The stabilities of colistin and colistin methanesulfonate (CMS) in different aqueous media were studied by specific high-performance liquid chromatography (HPLC) methods. Colistin was stable in water at 4 and 37 degrees C for up to 60 days and 120 h, respectively. However, degradation was observed when colistin was stored in isotonic phosphate buffer (0.067 M, pH 7.4) and human plasma at 37 degrees C. The stability of CMS from three different sources in water was explored by strong-anion-exchange (SAX) HPLC for CMS and by measuring the concentrations of colistin formed from the hydrolysis of CMS. The peaks of CMS in SAX HPLC disappeared almost completely after 12 h at 37 degrees C, but appeared to remain intact for up to 2 days at 4 degrees C. Over the same period, there was no formation of colistin at 4 degrees C. In water, phosphate buffer, and plasma, there was rapid formation of colistin within 24 to 48 h at 37 degrees C from the three sources of CMS. The hydrolysis products were assumed to be a complex mixture of many different sulfomethyl derivatives, including colistin. The stability of a fourth source of CMS in Mueller-Hinton broth examined during 30 min at 37 degrees C revealed no formation of colistin. Along with previous microbiological studies, this suggested that different sulfomethyl CMSs possess intrinsic antibacterial activity. These results will be helpful for understanding the pharmacokinetics and pharmacodynamics of colistin and CMS in humans and animals.

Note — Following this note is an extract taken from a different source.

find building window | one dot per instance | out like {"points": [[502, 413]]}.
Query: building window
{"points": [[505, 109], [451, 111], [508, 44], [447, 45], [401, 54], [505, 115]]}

机译:通过特定的高效液相色谱(HPLC)方法研究了粘菌素和粘菌素甲磺酸盐(CMS)在不同水性介质中的稳定性。 Colistin分别在4和37摄氏度的水中稳定长达60天和120小时。但是,将大肠杆菌素存储在等渗磷酸盐缓冲液(0.067 M,pH 7.4)和人体血浆中于37摄氏度时会观察到降解。通过强阴离子交换(SAX)HPLC探索了三种不同来源的CMS的稳定性通过测量CMS水解产生的粘菌素的浓度。 SAX HPLC中CMS的峰在37°C下经过12 h后几乎完全消失,但在4°C下长达2天似乎完整无损。在同一时期,在4°C下没有形成粘菌素。在水,磷酸盐缓冲液和血浆中,三种来源的CMS在24到48 h内迅速形成粘菌素。假定水解产物是许多不同磺基甲基衍生物(包括粘菌素)的复杂混合物。在37°C下30分钟内检查的Mueller-Hinton肉汤中CMS的第四种来源的稳定性未显示大肠菌素的形成。与以前的微生物学研究一起,这表明不同的磺甲基CMS具有固有的抗菌活性。这些结果将有助于理解粘菌素和CMS在人和动物中的药代动力学和药效学。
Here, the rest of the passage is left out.